Artin-Zorn theorem
December 20th, 2007 by WaltWedderburn’s theorem (proof here) states that any finite division ring is a field. Interestingly, apparently this generalizes to nonassociative division rings that are alternative. This is known as the Artin-Zorn theorem. The best online reference I could find was here.
December 22nd, 2007 at 6:04 pm
Truly this blog covers math from A to Z!
December 22nd, 2007 at 8:45 pm
In one post, even. This is probably the highlight of the blog, and I should just close it down now and leave on a high note.
January 5th, 2008 at 8:07 pm
You can also find an online reference to Artin-Zorn as a Google Book result (Hall’s Theory of Groups), with a proof, here.
The basic idea is this: a finite alternative division ring D generated by two elements is associative, whence a field by Wedderburn’s theorem, but a finite field is generated by just one element.

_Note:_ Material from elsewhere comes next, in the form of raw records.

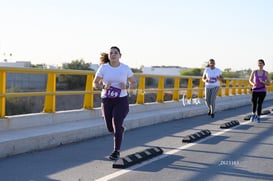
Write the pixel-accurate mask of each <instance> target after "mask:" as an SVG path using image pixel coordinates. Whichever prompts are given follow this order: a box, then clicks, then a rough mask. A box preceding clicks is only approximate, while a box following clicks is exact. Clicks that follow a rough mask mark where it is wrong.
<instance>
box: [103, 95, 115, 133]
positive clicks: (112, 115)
mask: <svg viewBox="0 0 273 181" xmlns="http://www.w3.org/2000/svg"><path fill="white" fill-rule="evenodd" d="M101 111H102V115H103V118H104V121H105V125H106V127H107V130H108V131H109V132H111V133H112V132H114V128H113V121H112V119H113V114H112V112H113V103H111V101H109V100H108V99H102V103H101Z"/></svg>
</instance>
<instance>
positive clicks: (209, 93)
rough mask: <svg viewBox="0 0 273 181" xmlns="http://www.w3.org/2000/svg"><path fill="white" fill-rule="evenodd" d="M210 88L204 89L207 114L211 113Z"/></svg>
mask: <svg viewBox="0 0 273 181" xmlns="http://www.w3.org/2000/svg"><path fill="white" fill-rule="evenodd" d="M210 92H211V91H210V88H206V89H205V103H206V106H207V108H208V115H211V102H210V101H211V93H210Z"/></svg>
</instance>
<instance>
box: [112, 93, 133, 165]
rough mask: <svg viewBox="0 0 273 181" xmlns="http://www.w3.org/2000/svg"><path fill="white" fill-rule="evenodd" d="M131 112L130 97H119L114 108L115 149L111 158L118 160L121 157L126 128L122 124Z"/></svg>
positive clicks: (114, 142)
mask: <svg viewBox="0 0 273 181" xmlns="http://www.w3.org/2000/svg"><path fill="white" fill-rule="evenodd" d="M128 112H129V104H128V97H122V98H119V99H118V100H117V102H116V105H115V107H114V109H113V117H114V118H113V125H114V151H113V153H112V154H111V155H110V159H112V160H116V159H118V157H119V150H120V147H121V143H122V139H123V132H124V130H125V128H124V127H123V126H122V125H123V122H124V119H125V117H126V116H127V114H128Z"/></svg>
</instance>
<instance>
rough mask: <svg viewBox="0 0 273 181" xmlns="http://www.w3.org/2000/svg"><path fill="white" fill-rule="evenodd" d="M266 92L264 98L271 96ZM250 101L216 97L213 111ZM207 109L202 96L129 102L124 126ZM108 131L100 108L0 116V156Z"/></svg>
mask: <svg viewBox="0 0 273 181" xmlns="http://www.w3.org/2000/svg"><path fill="white" fill-rule="evenodd" d="M272 99H273V93H268V94H267V96H266V100H272ZM248 104H249V105H250V104H251V102H250V95H236V96H227V97H217V99H216V106H217V107H216V111H221V110H225V109H231V108H236V107H240V106H243V105H248ZM206 113H207V108H206V106H205V103H204V100H203V99H201V100H199V102H198V104H183V103H182V102H181V101H179V102H173V101H169V102H164V103H147V104H144V105H130V113H129V114H128V116H127V118H126V120H125V123H124V124H125V127H126V129H127V130H130V129H135V128H139V127H143V126H148V125H152V124H158V123H162V122H166V121H172V120H176V119H182V118H186V117H192V116H197V115H202V114H206ZM107 134H109V133H108V132H107V130H106V128H105V125H104V121H103V119H102V117H101V110H100V108H97V109H94V110H70V111H61V112H57V113H37V114H26V115H20V116H9V117H7V118H4V119H0V148H1V149H0V157H6V156H11V155H16V154H20V153H25V152H29V151H33V150H41V149H45V148H50V147H55V146H59V145H62V144H68V143H72V142H77V141H82V140H84V139H89V138H95V137H98V136H103V135H107Z"/></svg>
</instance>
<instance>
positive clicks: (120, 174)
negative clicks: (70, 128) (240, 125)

This shows that if D is generated by x1, x2, …, xn, then the first two generators can be replaced by one. Keep iterating this observation until you’ve chiseled your way down to a single generator.
January 5th, 2008 at 8:12 pm
Sorry, Walt, I screwed up the tag. I meant to have
You can also find an online reference to Artin-Zorn as a Google Book result (Hall’s Theory of Groups), with a proof, here.
January 6th, 2008 at 10:51 pm
Todd, I fixed your original comment.